Clarkdale Arizona Central Railroad

Overview
- Headquarters: Clarkdale, Arizona
- Reporting mark: AZCR
- Locale: Central Arizona
- Dates of operation: 1989–present
- Predecessor: Atchison, Topeka and Santa Fe Railway

Technical
- Track gauge: 4 ft 8+1⁄2 in (1,435 mm) standard gauge

Other
- Website: www.clarkdaleazcentral.com

= Clarkdale Arizona Central Railroad =

Short-line railroad

The Clarkdale Arizona Central Railroad is an Arizona short-line railroad that operates from a connection with the BNSF Railway's Phoenix Subdivision at Drake, Arizona. The Drake Switching Company also operates a connection between the BNSF and the AZCR in Drake. The AZCR runs 37.8 mi from Drake to Clarkdale, Arizona. An excursion train also runs on the line through Verde Canyon and is operated by the same owners under the Verde Canyon Railroad. The AZCR is owned by David L. Durbano but as of spring 2025, it was under contract to be sold, pending approval from the FRA and Surface Transportation Board.

==Traffic==
The AZCR handles 1,500 cars per year of inbound coal, coke, lime, bauxite, and fly ash to the Phoenix Cement Company and shipping outbound cement. The Verde Canyon Railroad carries 100,000 passengers per year (2013 figure).

==History==

===Verde Valley Railway===
From 1913 to 1989 the line was operated by the Atchison, Topeka and Santa Fe Railway (Santa Fe Railway). On November 17, 1911, the Verde Valley Railway was chartered as a non-operating subsidiary of the Santa Fe Railway. Construction from Cedar Glade (west of Drake) to Clarkdale was immediately commenced on February 13, 1912, and was completed on February 1, 1913, at a total cost of $1,286,061. It was built to support the United Verde Mine at Jerome, Arizona. On December 31, 1942, the Verde Valley was conveyed to the Santa Fe Railway by deed.

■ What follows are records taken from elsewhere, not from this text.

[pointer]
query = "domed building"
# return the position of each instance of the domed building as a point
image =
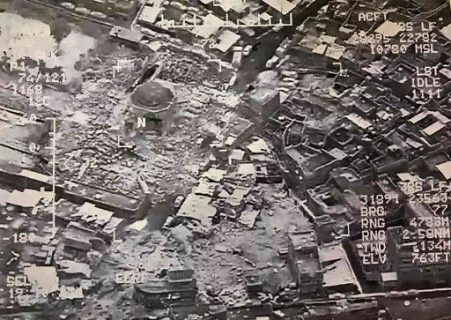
(150, 107)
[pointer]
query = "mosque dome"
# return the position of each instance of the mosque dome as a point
(151, 96)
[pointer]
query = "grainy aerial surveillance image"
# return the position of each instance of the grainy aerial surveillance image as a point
(225, 159)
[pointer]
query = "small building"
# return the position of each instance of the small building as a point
(131, 38)
(304, 262)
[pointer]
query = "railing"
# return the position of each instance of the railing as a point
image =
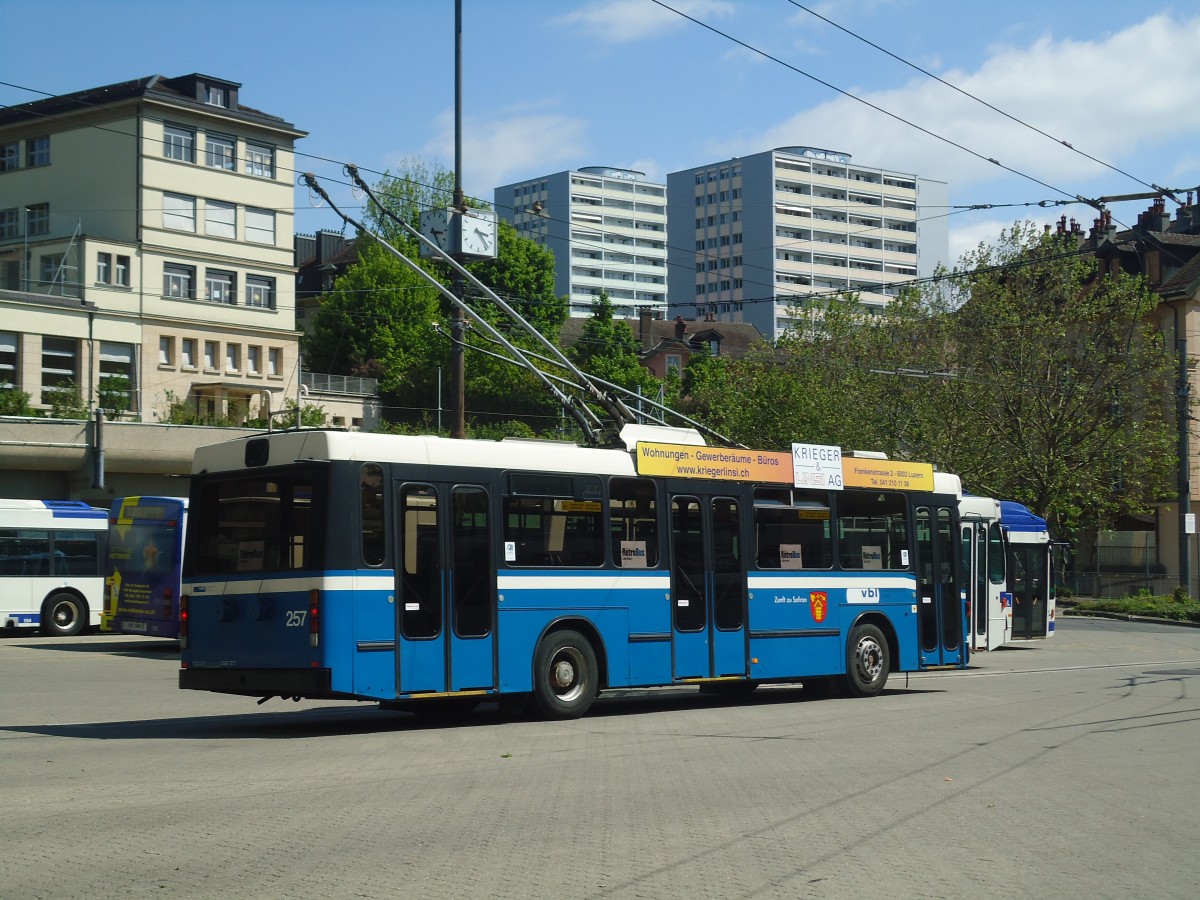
(322, 383)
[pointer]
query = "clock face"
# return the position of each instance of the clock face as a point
(478, 233)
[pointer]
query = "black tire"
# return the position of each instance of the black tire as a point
(868, 660)
(64, 615)
(565, 676)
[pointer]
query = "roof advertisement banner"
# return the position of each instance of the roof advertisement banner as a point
(713, 463)
(894, 474)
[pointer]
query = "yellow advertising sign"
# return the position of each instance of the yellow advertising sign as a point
(894, 474)
(713, 463)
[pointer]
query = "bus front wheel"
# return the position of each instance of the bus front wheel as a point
(64, 615)
(868, 660)
(565, 675)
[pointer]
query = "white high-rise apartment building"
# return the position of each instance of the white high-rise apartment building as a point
(751, 238)
(607, 229)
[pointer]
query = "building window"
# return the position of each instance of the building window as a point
(7, 359)
(259, 226)
(179, 143)
(220, 219)
(117, 376)
(37, 219)
(219, 153)
(51, 270)
(261, 160)
(37, 151)
(10, 223)
(179, 211)
(261, 292)
(178, 281)
(220, 287)
(60, 357)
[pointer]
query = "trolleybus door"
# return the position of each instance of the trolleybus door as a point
(983, 570)
(708, 598)
(1029, 580)
(940, 609)
(445, 589)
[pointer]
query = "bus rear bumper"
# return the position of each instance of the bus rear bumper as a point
(258, 682)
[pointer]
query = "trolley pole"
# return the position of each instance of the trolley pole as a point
(457, 321)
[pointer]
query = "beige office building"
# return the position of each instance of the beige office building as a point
(145, 250)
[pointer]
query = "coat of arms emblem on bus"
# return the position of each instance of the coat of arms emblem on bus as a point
(819, 601)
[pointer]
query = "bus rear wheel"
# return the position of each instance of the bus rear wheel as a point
(868, 660)
(565, 676)
(64, 615)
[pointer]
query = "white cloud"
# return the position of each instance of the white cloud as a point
(624, 21)
(516, 145)
(1114, 99)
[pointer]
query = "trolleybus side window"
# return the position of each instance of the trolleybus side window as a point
(792, 529)
(873, 529)
(634, 522)
(421, 600)
(371, 510)
(556, 531)
(472, 563)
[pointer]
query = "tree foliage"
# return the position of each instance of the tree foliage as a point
(1030, 373)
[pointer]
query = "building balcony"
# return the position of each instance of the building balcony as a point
(321, 383)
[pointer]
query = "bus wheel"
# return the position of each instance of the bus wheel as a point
(565, 678)
(64, 615)
(867, 661)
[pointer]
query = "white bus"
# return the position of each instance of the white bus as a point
(52, 555)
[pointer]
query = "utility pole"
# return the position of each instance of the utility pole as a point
(457, 321)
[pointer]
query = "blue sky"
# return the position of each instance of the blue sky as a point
(559, 84)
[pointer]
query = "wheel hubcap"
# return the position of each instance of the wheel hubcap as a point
(870, 659)
(565, 675)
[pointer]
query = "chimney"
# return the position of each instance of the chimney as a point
(643, 323)
(1159, 219)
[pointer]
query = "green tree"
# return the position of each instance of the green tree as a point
(609, 349)
(384, 321)
(378, 322)
(1066, 378)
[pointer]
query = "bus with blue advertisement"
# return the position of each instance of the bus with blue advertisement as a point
(145, 558)
(409, 569)
(52, 556)
(1030, 571)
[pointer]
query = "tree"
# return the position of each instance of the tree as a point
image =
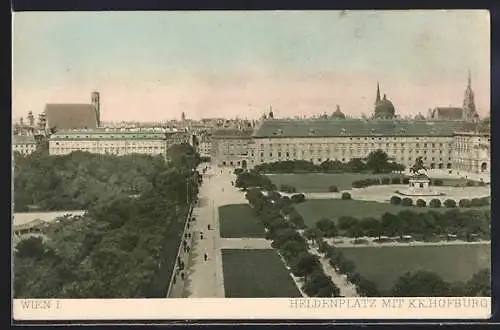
(355, 165)
(480, 284)
(407, 201)
(328, 227)
(306, 264)
(418, 166)
(313, 234)
(450, 203)
(367, 288)
(333, 188)
(371, 226)
(395, 200)
(345, 222)
(32, 247)
(346, 266)
(355, 231)
(421, 203)
(421, 284)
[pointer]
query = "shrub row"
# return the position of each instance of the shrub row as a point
(434, 203)
(291, 245)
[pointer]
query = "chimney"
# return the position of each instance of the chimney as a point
(97, 106)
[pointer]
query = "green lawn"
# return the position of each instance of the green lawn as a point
(314, 209)
(256, 274)
(238, 220)
(319, 182)
(384, 265)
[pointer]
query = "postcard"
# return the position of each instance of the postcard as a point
(210, 165)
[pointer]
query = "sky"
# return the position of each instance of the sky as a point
(151, 66)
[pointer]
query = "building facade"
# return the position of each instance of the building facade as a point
(471, 152)
(24, 144)
(231, 147)
(319, 140)
(108, 141)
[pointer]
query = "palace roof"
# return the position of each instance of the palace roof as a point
(355, 127)
(67, 116)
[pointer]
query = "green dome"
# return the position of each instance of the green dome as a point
(384, 109)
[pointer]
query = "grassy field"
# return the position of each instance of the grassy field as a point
(314, 209)
(256, 274)
(238, 220)
(319, 182)
(384, 265)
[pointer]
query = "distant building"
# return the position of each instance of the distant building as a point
(384, 109)
(231, 147)
(466, 113)
(338, 114)
(317, 140)
(471, 152)
(108, 141)
(24, 144)
(73, 116)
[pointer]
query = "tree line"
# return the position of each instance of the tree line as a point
(419, 283)
(292, 247)
(124, 246)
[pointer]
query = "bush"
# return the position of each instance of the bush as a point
(396, 181)
(238, 171)
(464, 203)
(365, 183)
(298, 198)
(346, 196)
(287, 188)
(437, 182)
(407, 201)
(421, 203)
(333, 189)
(450, 203)
(435, 203)
(395, 200)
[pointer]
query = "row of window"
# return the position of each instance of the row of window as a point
(326, 145)
(400, 158)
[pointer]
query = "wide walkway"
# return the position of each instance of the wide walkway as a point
(205, 278)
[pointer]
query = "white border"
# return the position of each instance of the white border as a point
(265, 309)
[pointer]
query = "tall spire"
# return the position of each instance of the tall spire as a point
(377, 100)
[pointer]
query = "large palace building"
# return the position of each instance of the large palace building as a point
(449, 143)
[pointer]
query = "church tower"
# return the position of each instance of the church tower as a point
(97, 106)
(377, 99)
(469, 106)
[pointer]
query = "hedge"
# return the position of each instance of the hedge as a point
(346, 196)
(395, 200)
(333, 189)
(421, 203)
(407, 201)
(435, 203)
(450, 203)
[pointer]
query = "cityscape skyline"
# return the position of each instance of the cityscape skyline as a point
(151, 66)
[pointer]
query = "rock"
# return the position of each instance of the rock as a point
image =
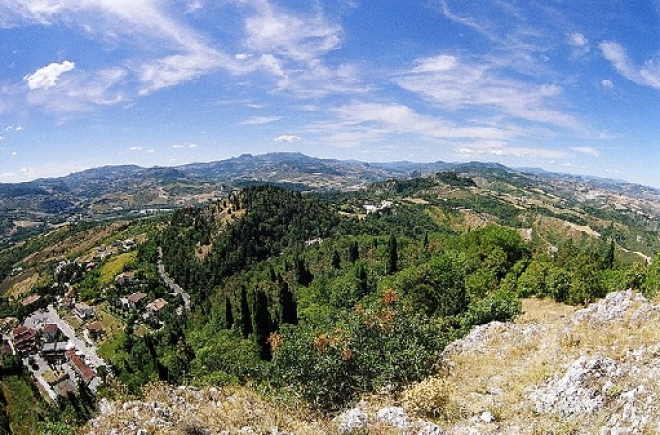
(487, 417)
(581, 391)
(353, 419)
(427, 428)
(393, 416)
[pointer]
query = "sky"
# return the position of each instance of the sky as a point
(567, 86)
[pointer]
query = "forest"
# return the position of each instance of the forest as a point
(308, 297)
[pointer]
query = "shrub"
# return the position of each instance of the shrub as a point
(429, 398)
(365, 351)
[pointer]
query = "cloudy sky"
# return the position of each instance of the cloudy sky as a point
(565, 86)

On April 14, 1989, the Santa Fe Railway sold the Clarkdale branch to David L. Durbano. The new railroads were named the Clarkdale Arizona Central Railroad for freight and the Verde Canyon Railroad for passenger service. Passenger service resumed in November 1990.

==Motive power==
The AZCR has seven locomotives that were all built by originally by EMD. The railroad has one EMD GP7 (AZCR 2164), two EMD GP9 (AZCR 3413 and AZCR 2279), a pair of former ICG Paducah-rebuild GP26's (2601 and 2602) recently acquired from the Cimarron Valley Railroad (2019), and a pair of EMD FP7s (1510 and 1512, used to power the excursion). The vintage FP7 diesel locomotives are two of only ten remaining in operation in North America. They were originally built for the Alaska Railroad in 1953 by the Electro-Motive Division of General Motors in La Grange, Illinois.

| Locomotive model | Road number |
| EMD FP7 | 1510 |
1512
| EMD GP7U | 2164 |
| EMD GP26 | 2601 |
2602
| EMD GP9 | 3413 |
2279

==Route==
The route is nestled between two national forests and adjacent to a designated wilderness area, follows the Verde River the entire way and features a 680 ft long tunnel and many bridges.
- Drake – BNSF Phoenix Subdivision
- Mack – does not appear in timetable.
- Bear – named because a bear was shot there during construction.